In a word, attribution.
However, there’s much more to the true problem than that.
Does this sound familiar?
Your task is to take all of the channels that your brand invests in and figure out how much revenue came from each channel and what the ROI of each channel is.
To start, you log into each vendor dashboard and download their revenue report. Everything looks great, but by the time you get to your third or fourth vendor report, you notice the revenue from each vendor that you’ve analyzed so far already exceeds the total revenue that the store generated as a whole in that timeframe. “What? How?!”
“Okay,” you think, “it must be the attribution model.”
So, you log into your analytics platform to get answers. Only problem is, the numbers STILL don’t even come close to making sense. None of the numbers match up between each of the platforms that you’re analyzing and the analytics software. Some of the channels that report significant revenue only report 1/10th of that revenue in the analytics software. Some channels report little revenue in their own dashboard but higher revenue in the analytics platform. Not to mention “direct” revenue, which is always a question mark.
So you’re left sitting with all kinds of reports, numbers, and dashboards -- much more data than you had access to 10 years ago(!) -- but fewer insights leading to MORE questions. You start to realize that the analytics platform might not indeed be showing you the numbers that you want to see. You start to doubt the reporting provided by your vendors’ dashboards. You start to wonder if you’re even using the correct attribution model!
Then, your boss comes and throws in a curveball: “We ran a pilot campaign with XYZ Software last month. How much incremental revenue did that campaign bring in?”
You’re more confused than ever but you’re responsible for answering these questions and, well, you can’t deliver a spreadsheet full of question marks. So, you push all of these questions out of your mind, take a deep breath, and default to the numbers provided by the analytics software -- even though you have questions -- figuring that it’s the most trusted source and leaving the attribution issue that you’ve uncovered for another day.
Or, maybe you’re on the other side of the table. You’ve asked for a revenue attribution report and what was handed back to you doesn’t seem right. The numbers seem off. You and your team dive into the numbers and it quickly becomes apparent that there’s a lot more gray area than you expected. There’s many different ways to look at the same data and, at the end of the day, you’re left with more questions than answers and you’re not sure what numbers to trust.
Does that sound pretty close to the way marketing reporting goes at your company? Based on our conversations with hundreds of eCommerce teams, the scenario that we just described happens at about 90% of them, if not more.
Now, back to the problem.
If we analyze this scenario, we actually don’t have a problem at all…
We have THREE problems:
Proper Revenue Attribution
Once we start to decouple these three items, we can much better understand how each of the channels that we leverage affects our reporting.

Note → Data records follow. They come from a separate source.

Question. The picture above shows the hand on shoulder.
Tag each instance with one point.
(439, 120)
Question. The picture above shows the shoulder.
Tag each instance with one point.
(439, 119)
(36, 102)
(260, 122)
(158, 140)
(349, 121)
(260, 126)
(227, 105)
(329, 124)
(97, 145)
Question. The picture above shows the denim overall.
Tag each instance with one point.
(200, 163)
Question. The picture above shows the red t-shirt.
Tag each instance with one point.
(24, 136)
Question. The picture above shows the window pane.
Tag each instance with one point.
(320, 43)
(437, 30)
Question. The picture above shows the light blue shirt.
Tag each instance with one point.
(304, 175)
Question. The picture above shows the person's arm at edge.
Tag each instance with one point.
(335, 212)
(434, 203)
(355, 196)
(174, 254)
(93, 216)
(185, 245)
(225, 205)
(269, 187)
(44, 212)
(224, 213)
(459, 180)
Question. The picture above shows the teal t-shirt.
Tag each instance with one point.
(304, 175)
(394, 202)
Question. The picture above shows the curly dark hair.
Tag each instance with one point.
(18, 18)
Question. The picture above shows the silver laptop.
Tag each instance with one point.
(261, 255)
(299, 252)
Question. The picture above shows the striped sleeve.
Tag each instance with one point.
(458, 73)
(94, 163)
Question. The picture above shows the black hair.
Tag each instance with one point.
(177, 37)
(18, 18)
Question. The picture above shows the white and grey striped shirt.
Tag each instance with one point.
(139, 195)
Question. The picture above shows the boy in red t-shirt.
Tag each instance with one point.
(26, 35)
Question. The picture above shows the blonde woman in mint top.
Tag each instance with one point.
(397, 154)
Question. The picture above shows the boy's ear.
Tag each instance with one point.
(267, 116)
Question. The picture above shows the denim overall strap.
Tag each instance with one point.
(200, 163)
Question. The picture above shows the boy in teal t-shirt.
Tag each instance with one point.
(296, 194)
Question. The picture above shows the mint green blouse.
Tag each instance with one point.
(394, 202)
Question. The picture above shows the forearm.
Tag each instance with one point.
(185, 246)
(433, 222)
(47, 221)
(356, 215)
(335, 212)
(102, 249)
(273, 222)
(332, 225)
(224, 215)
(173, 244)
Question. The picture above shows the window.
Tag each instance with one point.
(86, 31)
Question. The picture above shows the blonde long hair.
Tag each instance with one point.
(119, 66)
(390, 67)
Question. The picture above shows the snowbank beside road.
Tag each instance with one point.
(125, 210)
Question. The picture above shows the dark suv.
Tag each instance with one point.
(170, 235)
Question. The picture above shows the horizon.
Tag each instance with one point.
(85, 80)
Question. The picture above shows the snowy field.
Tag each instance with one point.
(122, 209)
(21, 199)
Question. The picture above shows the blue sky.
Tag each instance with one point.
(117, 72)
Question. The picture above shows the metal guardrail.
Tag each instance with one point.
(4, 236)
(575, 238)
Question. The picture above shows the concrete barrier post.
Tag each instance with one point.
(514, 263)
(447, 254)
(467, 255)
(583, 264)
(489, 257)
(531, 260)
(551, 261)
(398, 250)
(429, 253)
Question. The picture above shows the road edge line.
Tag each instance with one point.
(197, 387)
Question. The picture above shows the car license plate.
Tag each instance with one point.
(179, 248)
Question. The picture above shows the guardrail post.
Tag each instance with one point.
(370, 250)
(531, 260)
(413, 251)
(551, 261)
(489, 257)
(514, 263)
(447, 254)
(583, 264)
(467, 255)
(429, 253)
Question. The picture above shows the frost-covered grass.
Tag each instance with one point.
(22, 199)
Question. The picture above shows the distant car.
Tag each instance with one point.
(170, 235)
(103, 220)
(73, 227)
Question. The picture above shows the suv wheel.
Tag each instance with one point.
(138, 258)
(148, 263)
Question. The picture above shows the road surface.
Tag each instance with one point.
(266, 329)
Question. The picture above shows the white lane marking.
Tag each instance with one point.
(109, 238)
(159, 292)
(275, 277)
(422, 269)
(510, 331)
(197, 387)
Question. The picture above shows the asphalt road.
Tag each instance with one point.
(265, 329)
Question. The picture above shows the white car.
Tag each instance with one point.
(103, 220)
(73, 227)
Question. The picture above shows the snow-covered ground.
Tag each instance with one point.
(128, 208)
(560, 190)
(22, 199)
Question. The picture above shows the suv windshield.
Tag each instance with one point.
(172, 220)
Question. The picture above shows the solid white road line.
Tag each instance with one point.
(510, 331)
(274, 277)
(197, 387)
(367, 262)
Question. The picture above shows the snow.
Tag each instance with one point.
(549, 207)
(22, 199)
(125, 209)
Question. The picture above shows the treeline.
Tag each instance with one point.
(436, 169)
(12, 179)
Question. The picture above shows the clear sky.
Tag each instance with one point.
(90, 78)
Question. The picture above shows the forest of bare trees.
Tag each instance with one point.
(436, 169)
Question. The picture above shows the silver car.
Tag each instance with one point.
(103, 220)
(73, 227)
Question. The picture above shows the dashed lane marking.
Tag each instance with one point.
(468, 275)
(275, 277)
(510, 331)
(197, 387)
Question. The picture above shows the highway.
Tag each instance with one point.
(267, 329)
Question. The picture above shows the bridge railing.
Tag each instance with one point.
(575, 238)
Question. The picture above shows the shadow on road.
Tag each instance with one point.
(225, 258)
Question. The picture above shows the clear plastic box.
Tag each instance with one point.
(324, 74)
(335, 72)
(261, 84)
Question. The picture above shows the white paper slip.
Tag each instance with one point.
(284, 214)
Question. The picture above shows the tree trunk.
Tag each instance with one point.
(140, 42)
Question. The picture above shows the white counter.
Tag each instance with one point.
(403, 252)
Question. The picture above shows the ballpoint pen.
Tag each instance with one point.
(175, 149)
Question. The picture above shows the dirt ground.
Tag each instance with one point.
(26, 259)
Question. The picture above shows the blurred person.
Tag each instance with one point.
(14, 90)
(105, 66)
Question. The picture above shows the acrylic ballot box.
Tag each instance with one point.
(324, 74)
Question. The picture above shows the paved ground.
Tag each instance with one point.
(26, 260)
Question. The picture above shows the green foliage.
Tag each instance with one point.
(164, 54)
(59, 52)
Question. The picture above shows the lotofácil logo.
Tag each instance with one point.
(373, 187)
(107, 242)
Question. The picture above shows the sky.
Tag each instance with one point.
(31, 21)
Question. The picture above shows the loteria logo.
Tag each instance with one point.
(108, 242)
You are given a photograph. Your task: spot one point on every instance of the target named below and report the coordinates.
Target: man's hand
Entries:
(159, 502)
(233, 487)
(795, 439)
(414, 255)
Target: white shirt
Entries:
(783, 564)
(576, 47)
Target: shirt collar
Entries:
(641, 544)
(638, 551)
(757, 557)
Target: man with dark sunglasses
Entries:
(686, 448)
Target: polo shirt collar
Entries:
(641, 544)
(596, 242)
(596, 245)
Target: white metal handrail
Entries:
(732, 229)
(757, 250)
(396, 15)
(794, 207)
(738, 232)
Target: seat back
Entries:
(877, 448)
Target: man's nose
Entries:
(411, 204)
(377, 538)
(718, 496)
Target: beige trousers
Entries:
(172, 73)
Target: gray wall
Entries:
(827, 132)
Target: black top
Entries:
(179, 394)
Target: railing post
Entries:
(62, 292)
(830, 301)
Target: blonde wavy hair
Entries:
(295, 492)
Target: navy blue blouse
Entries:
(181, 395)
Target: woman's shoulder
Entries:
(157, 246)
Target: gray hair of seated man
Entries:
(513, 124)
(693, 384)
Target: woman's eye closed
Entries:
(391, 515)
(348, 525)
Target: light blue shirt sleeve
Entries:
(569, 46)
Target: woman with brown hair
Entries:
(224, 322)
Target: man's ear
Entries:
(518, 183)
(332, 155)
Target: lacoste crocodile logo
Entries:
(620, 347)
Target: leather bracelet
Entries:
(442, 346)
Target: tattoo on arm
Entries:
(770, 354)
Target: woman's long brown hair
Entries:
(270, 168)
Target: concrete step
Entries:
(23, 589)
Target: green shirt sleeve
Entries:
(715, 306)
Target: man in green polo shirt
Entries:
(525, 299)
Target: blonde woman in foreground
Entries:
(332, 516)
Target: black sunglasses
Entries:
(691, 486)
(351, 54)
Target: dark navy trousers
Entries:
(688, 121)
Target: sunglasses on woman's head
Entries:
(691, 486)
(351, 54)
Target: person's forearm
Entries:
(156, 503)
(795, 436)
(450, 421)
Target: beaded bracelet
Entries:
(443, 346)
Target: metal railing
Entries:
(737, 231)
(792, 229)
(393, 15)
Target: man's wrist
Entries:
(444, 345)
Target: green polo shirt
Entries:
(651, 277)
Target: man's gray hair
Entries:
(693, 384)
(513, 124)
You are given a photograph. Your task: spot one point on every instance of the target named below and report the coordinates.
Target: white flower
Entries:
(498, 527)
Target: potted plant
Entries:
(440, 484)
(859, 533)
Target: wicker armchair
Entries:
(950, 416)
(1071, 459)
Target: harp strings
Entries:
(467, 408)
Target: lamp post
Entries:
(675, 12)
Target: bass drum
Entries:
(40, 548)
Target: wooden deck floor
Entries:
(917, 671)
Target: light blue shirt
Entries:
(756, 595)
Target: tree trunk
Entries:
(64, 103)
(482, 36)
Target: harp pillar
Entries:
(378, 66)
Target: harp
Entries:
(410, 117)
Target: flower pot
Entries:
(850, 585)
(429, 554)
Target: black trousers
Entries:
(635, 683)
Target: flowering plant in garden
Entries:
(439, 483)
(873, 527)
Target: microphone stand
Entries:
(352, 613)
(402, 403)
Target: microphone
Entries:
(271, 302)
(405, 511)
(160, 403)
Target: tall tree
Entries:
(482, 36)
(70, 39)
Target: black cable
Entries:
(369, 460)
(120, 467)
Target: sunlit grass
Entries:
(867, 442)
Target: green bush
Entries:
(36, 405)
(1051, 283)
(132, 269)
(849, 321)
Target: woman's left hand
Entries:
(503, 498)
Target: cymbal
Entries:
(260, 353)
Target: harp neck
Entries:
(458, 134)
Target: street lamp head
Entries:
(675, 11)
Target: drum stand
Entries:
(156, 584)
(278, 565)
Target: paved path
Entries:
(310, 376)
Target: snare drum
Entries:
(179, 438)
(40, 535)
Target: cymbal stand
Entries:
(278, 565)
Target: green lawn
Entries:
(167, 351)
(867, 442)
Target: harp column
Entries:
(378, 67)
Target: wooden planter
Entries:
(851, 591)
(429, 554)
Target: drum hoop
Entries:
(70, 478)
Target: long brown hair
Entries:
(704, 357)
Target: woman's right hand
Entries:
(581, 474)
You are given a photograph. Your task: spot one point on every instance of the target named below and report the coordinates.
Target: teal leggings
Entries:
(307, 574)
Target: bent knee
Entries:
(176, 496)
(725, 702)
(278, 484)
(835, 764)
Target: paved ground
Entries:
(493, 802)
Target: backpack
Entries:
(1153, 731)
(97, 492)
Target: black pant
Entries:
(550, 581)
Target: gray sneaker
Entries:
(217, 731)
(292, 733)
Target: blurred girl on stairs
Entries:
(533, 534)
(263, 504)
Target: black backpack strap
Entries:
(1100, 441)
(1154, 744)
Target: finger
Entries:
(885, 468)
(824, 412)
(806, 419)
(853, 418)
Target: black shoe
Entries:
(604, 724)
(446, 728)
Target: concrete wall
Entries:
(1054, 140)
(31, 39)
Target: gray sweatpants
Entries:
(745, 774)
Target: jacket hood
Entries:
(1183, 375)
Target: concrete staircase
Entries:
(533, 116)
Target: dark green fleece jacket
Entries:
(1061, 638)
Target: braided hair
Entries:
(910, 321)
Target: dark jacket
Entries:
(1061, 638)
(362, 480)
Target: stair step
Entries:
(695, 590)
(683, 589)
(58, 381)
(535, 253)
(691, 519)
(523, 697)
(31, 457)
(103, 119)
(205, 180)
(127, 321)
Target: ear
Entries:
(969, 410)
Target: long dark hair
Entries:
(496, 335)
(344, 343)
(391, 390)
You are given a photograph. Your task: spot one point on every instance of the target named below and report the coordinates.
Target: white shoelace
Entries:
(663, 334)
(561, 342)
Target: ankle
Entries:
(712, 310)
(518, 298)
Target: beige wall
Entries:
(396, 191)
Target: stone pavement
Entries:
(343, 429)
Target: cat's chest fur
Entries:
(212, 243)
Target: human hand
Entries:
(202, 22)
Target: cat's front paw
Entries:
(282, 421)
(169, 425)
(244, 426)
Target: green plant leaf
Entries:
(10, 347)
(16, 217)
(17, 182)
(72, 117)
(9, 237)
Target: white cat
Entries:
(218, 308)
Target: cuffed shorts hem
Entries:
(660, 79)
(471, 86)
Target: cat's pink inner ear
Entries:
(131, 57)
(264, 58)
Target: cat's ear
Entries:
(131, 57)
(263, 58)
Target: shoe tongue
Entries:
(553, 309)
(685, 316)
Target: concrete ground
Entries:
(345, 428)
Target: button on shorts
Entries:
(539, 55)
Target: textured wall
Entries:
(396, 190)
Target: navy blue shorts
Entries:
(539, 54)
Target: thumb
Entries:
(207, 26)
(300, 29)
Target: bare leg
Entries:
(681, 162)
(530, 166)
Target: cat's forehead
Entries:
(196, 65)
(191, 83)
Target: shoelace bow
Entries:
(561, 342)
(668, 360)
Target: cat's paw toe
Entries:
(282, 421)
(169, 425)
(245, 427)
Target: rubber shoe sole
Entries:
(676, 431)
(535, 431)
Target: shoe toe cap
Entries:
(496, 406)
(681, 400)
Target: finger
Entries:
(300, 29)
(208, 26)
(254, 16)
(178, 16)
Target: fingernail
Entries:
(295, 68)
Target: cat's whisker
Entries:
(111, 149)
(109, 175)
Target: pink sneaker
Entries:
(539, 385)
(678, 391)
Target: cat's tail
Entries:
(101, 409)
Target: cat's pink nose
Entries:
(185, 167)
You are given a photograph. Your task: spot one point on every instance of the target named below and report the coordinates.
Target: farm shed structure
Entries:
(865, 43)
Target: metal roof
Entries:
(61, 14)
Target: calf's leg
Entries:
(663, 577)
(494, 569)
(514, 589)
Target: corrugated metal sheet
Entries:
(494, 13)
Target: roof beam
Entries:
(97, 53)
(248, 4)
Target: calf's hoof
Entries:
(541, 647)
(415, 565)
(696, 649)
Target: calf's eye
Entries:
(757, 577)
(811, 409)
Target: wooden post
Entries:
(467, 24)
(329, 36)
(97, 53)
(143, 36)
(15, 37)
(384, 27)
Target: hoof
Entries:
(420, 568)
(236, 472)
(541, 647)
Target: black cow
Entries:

Here’s our guide to tackling the attribution issue.
Step 1. The Importance of Revenue Reconciliation
Most people think they’re getting stuck with revenue attribution, but it’s not actually attribution that’s tripping them up. Revenue reconciliation is actually what’s giving them trouble.
Think about the first part of the scenario we described above. The first thing that you wonder when analyzing a revenue report from a vendor is “did the amount of revenue that they report ACTUALLY flow through each campaign?”
For example, “Did 1,533 sales and $136,437 in revenue actually come after people interacted with that cart abandon modal? Or is the vendor inflating their numbers?”
The problem worsens because the next thing you do is check your analytics platform to see how much revenue they report from that campaign. Almost invariably, the revenue reported by the analytics platform is much lower.
The issue is this: You’re asking “did channel X really influence $Y in revenue” but your analytics platform is giving you the answer to a completely different question!
The question your analytics software is answering is: “given an attribution model and considering all of the channels and campaigns that we currently track, how much revenue ended up as attributed to channel X?”
If you’re wondering about more of the technical details, here’s an explanation: your siloed vendor reports track revenue, but the attribution model in these reports only consider orders that they touched. It’s only deduplicated by orders influenced by the same platform/channel. (Usually, it’s a last touch model. For example, if you click on two different Facebook ads, Facebook will give credit to the last ad you clicked on.) However, your analytics platform deduplicates all orders no matter what channels were interacted with.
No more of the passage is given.